Tibetan_tokenizers: botok_tokenizer.py

botok_tokenizer.py is a tokenization or word segmentation utility for Tibetan based on BoTok, a tokenizer developed by OpenPecha. It allows you to point to a whole folder or directory or to a single .txt file. It selects just the tokenizer element of BoTok rather than BoTok’s POS tagger element, which we have not included in this utility.

Engels, J., Barnett, R., Erhard, F., & Hill, N. (2024). Tibetan_tokenizers: botok_tokenizer.py (v1.1). Zenodo. https://doi.org/10.5281/zenodo.10810709

View code on Divergent Discourses Github

botok_tokenizer.py was developed by James Engels of SOAS University of London for the Divergent Discourses project. The project is a joint study involving SOAS University of London and Leipzig University, funded by the AHRC in the UK and the DFG in Germany.  Please acknowledge the project in any use of these materials. Copyright for the project resides with the two universities.

Transkribus_utils: Paragraph Extractor: A tool to extract text from Transkribus pageXML

Transkribus transcribes the text on a given page line by line and doesn’t discriminate between different forms of formatting such as headings, marginalia or footnotes. To meaningfully structure and separate the transcribed text into smaller units is crucial for text and corpus analysis, e.g., with the Leipzig Corpus Miner (iLCM). To retrieve structured plain text from Transkribus pageXML, further processing is neccessary.

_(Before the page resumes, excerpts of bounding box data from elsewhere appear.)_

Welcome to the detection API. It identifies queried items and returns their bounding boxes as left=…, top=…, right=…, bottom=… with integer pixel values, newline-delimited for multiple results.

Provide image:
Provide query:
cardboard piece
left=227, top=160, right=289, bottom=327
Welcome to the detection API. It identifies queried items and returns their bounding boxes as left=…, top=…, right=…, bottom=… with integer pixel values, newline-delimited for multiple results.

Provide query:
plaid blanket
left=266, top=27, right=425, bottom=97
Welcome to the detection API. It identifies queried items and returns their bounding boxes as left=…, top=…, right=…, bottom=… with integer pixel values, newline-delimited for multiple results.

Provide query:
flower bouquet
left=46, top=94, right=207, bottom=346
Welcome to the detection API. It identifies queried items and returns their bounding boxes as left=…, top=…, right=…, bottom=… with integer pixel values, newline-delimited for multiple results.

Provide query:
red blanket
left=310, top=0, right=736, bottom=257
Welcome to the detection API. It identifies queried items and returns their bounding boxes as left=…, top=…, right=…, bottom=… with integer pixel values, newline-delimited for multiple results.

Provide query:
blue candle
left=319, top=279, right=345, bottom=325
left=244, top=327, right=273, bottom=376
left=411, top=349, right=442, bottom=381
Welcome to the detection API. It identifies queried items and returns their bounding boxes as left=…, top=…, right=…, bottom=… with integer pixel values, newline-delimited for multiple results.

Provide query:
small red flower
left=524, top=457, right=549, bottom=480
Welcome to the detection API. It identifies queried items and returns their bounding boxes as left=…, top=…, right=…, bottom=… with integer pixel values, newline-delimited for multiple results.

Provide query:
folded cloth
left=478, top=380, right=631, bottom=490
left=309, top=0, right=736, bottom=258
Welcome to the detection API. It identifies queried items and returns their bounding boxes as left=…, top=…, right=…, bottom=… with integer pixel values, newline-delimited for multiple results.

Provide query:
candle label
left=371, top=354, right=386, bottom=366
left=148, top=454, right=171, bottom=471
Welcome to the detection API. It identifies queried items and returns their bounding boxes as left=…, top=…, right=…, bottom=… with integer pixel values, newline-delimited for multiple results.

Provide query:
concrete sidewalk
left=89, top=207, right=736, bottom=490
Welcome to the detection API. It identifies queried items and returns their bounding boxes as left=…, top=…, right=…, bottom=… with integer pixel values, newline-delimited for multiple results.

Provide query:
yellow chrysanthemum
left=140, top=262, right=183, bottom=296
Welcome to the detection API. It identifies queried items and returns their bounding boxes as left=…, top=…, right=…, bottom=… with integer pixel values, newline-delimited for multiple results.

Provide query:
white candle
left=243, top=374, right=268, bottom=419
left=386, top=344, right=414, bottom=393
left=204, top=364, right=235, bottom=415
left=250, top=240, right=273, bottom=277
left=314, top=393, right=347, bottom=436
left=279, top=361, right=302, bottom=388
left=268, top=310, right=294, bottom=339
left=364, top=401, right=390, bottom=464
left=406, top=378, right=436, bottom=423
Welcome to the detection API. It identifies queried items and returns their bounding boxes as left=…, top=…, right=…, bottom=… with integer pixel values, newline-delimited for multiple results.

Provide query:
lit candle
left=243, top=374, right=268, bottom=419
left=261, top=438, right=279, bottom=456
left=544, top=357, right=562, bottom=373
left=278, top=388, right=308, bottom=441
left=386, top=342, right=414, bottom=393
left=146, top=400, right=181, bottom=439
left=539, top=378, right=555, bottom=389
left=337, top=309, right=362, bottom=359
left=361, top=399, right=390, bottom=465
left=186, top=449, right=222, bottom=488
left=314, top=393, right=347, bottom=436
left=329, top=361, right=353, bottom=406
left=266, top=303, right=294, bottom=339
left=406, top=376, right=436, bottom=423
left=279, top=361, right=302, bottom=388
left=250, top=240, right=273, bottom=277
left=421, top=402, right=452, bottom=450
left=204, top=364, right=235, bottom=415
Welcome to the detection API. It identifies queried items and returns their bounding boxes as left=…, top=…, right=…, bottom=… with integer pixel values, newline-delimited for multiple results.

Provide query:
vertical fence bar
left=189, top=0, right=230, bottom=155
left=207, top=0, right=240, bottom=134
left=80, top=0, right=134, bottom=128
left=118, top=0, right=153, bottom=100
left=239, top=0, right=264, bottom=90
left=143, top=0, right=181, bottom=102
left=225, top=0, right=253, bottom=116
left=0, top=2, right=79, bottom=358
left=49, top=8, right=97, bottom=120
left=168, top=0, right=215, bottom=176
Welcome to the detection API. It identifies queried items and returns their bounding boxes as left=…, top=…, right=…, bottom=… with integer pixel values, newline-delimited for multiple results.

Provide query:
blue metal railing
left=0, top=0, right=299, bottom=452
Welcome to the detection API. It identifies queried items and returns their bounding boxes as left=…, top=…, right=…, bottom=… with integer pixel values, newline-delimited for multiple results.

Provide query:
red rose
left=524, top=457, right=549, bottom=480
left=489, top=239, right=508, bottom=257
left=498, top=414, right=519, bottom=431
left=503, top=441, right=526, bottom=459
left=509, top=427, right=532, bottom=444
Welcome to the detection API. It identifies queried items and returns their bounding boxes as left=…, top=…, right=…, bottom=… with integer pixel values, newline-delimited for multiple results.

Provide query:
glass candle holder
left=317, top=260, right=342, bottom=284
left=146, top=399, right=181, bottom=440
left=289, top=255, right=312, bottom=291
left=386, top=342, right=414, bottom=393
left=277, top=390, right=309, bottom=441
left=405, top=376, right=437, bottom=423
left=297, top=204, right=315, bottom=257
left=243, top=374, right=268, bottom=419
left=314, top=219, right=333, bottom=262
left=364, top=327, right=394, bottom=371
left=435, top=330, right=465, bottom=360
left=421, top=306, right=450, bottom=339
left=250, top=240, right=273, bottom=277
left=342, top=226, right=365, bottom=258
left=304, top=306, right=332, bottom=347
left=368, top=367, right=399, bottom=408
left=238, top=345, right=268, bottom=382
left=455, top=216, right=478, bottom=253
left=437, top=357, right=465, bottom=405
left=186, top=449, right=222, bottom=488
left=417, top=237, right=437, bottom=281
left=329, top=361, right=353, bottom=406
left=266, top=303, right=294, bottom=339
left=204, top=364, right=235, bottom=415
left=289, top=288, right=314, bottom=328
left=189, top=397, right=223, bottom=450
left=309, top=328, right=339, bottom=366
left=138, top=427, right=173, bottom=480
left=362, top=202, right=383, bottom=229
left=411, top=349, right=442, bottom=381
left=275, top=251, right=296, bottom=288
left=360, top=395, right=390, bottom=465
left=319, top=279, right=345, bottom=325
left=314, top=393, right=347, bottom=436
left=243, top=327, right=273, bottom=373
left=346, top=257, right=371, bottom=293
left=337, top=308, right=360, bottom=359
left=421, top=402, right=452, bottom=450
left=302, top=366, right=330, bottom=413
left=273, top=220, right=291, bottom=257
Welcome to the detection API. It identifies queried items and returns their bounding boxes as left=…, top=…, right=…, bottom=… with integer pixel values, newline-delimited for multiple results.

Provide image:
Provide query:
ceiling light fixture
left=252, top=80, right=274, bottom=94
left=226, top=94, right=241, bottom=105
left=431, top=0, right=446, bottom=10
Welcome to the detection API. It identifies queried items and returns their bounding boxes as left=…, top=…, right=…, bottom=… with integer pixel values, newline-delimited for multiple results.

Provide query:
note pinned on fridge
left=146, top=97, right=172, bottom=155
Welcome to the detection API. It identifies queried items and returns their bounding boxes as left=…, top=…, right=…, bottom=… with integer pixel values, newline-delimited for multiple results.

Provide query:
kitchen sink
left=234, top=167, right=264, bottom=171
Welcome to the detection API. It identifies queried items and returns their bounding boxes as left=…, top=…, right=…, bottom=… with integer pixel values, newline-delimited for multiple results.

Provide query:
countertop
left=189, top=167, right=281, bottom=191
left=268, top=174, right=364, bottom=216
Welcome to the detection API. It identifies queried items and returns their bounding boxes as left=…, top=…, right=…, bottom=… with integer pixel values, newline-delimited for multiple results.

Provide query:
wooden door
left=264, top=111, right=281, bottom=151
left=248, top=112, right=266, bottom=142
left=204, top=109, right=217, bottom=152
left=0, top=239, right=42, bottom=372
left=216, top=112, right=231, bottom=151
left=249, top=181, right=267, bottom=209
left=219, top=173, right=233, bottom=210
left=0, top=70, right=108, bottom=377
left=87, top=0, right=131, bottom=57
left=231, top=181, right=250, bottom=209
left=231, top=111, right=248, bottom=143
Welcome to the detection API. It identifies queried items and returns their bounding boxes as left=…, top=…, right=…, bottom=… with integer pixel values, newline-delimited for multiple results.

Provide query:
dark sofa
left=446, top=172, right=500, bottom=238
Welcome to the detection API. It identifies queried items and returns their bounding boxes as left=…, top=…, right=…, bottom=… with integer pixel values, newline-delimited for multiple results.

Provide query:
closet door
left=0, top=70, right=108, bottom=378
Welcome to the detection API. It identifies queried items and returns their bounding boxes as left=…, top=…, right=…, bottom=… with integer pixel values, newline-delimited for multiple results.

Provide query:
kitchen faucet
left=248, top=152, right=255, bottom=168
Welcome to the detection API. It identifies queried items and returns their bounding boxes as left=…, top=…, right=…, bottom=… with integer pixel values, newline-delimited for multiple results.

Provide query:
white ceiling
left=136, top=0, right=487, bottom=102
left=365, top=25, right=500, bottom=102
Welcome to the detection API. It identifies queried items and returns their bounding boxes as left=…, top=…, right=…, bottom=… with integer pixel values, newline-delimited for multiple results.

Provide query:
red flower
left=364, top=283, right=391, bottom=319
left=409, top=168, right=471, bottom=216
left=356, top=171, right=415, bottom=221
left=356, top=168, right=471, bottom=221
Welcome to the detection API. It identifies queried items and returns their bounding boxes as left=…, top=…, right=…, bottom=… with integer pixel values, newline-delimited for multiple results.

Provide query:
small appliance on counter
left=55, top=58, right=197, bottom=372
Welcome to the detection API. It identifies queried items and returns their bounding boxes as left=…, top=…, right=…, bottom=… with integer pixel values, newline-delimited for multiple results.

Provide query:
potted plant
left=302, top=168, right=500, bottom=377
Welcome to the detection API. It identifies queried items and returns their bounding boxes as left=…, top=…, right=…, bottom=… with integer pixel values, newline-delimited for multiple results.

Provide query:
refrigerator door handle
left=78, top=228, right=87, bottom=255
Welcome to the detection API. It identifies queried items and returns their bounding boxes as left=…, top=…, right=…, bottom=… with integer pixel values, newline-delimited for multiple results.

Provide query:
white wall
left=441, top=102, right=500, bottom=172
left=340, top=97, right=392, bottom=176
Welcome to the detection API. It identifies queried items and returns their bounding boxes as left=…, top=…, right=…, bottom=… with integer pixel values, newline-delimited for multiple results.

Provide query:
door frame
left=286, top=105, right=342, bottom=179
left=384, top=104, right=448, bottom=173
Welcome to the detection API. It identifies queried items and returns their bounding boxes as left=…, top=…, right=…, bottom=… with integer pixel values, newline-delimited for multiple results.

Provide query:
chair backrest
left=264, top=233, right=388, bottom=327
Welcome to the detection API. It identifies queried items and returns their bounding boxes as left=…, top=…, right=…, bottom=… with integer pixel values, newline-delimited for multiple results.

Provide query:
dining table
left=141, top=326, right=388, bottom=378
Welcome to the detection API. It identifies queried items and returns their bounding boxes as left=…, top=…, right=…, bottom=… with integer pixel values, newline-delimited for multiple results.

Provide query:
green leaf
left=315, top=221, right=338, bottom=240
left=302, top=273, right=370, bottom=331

This repository holds utilities for parsing and extracting useful data from Transkribus PageXML outputs, such as a utility for identifying text regions (Paragraph Extractor), and a utility to reconcile Trankribus output metadata with the equivalent data in relevant library catalogues (coming shortly).

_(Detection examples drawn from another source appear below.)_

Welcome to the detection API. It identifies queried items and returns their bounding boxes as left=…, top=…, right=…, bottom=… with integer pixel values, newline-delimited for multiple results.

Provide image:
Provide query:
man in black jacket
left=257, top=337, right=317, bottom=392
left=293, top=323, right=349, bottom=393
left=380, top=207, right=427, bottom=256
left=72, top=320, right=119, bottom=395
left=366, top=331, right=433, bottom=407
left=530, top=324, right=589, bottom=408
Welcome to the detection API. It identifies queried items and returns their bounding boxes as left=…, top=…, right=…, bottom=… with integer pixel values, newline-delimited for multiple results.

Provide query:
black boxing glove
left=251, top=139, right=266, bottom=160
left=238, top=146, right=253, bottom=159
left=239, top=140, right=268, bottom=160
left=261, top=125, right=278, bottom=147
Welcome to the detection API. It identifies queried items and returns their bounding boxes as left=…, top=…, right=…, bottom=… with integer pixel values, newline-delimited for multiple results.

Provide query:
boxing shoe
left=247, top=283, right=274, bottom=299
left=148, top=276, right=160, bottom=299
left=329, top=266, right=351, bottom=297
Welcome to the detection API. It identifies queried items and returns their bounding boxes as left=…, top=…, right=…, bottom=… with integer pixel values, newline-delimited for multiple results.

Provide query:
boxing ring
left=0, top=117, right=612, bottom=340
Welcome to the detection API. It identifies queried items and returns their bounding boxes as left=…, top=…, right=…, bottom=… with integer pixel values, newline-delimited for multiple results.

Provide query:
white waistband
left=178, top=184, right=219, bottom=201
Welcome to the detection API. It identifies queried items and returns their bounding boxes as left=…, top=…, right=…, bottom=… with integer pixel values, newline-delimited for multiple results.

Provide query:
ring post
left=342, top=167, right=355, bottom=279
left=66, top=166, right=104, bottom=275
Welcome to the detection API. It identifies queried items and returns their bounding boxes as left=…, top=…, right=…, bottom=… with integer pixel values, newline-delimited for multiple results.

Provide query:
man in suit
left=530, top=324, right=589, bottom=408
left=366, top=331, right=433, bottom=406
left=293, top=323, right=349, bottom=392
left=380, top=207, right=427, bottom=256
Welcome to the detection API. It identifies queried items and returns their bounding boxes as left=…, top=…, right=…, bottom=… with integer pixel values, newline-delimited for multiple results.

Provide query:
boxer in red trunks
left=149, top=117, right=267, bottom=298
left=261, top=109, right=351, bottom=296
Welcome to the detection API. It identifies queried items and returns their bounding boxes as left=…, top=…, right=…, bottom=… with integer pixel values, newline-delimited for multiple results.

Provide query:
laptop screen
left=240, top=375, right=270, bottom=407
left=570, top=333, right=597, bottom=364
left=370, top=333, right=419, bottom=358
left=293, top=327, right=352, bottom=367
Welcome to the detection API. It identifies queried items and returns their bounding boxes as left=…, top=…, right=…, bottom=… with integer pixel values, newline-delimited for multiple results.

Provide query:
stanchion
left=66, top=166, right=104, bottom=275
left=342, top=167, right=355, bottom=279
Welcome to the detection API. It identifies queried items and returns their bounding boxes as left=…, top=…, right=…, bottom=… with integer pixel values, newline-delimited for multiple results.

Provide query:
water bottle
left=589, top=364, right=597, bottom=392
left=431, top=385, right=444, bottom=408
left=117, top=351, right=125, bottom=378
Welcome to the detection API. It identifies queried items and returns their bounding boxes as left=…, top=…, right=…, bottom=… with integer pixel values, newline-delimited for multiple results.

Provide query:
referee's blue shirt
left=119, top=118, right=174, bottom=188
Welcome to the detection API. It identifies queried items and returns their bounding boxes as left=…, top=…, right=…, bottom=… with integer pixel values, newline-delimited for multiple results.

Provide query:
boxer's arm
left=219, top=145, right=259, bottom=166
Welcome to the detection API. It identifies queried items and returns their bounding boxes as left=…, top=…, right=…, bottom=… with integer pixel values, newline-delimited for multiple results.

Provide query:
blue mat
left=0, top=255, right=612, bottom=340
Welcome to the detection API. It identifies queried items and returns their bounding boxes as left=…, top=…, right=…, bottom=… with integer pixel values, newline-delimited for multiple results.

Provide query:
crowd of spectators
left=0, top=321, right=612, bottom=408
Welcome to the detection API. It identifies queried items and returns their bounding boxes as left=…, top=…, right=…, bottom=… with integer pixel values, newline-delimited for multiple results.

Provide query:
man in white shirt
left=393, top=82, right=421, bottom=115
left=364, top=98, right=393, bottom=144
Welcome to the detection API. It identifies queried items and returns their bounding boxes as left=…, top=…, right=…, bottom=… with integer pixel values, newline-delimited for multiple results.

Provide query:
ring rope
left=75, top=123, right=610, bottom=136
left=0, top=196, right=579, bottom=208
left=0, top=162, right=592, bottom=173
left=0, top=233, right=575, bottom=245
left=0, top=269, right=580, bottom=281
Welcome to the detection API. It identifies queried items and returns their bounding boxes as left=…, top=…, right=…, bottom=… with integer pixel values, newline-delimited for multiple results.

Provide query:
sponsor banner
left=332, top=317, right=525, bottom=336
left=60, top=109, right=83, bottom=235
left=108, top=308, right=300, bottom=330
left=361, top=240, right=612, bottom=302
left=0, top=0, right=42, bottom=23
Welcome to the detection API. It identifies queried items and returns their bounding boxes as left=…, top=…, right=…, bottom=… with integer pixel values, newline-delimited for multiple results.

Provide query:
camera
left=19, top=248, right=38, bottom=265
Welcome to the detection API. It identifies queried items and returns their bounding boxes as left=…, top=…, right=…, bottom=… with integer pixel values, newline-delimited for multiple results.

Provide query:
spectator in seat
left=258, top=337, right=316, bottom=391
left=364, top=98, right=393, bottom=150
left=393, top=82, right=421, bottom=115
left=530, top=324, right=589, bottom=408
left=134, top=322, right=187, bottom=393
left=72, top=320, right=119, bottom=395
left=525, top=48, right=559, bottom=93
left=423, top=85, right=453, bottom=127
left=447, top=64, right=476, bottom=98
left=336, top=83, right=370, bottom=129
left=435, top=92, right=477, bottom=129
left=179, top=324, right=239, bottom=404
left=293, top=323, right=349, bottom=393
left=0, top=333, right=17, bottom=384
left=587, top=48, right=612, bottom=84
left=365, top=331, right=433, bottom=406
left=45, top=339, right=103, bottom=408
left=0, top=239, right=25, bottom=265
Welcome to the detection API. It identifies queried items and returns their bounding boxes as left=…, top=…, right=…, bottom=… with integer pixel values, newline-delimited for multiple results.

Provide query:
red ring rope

Engels, J., Robert Barnett, Erhard, F. X., & Hill, N. (2024). Transkribus_utils: Paragraph Extractor (v1_Paragraph_Extractor). Zenodo. https://doi.org/10.5281/zenodo.10810509

View code on Diverge Github

Paragraph Extractor is a utility that accepts Transkribus PageXML as input and then interprets the text regions on each page/image (such as headers, titles, blocks of text, etc.), which we term “paragraphs”. It then returns the raw text of each text region (paragraph) along with its metadata. Note that it reads PageXML, not AltoXML.

Paragraph Extractor was developed by James Engels of SOAS University of London for the Divergent Discourses project.

TibNorm: Script to Normalise Tibetan Text

TibNorm is a utility for producing normalised versions of Tibetan texts to make them easier for contemporary users to search and read, in line with current Tibetan writing conventions.

Kyogoku, Yuki, Robbie Barnett, & Franz Xaver Erhard. (2024). TibNorm – Normaliser for Tibetan (Version v1). Zenodo. https://doi.org/10.5281/zenodo.10806456

See code on Diverge github

As part of the normalisation process, TibNorm:

  • changes Tibetan numbers into Arabic numerals
  • changes Tibetan brackets and quotation marks into the standard western equivalents
  • removes a ། if found after a ཀ, ག or ཤ, with or without a vowel – adds a ་ between ང and །
  • reduces two or more ་ to a single one
  • changes ཌ་ or ཊ་ to གས་ unless preceded by a white space, tab, or new line
  • changes non-standard “illegal” stacks into standard ones
  • deletes a ། if found at the beginning of a line

TibNorm also expands abbreviations so that they are shown in their full form. For abbreviations in classical Tibetan, TibNorm draws from the list of over 6,000 classical Tibetan abbreviations compiled by Bruno Lainé of the Tibetan Manuscript Project Vienna (TMPV) as part of the project’s Resources for Kanjur and Tanjur Studies. In TibNorm, the user can manually change the flag in the abbreviations table to exclude any abbreviation that they don’t want to expand.

TibNorm was developed for the Divergent Discourses project by Yuki Kyogoku of Leipzig University.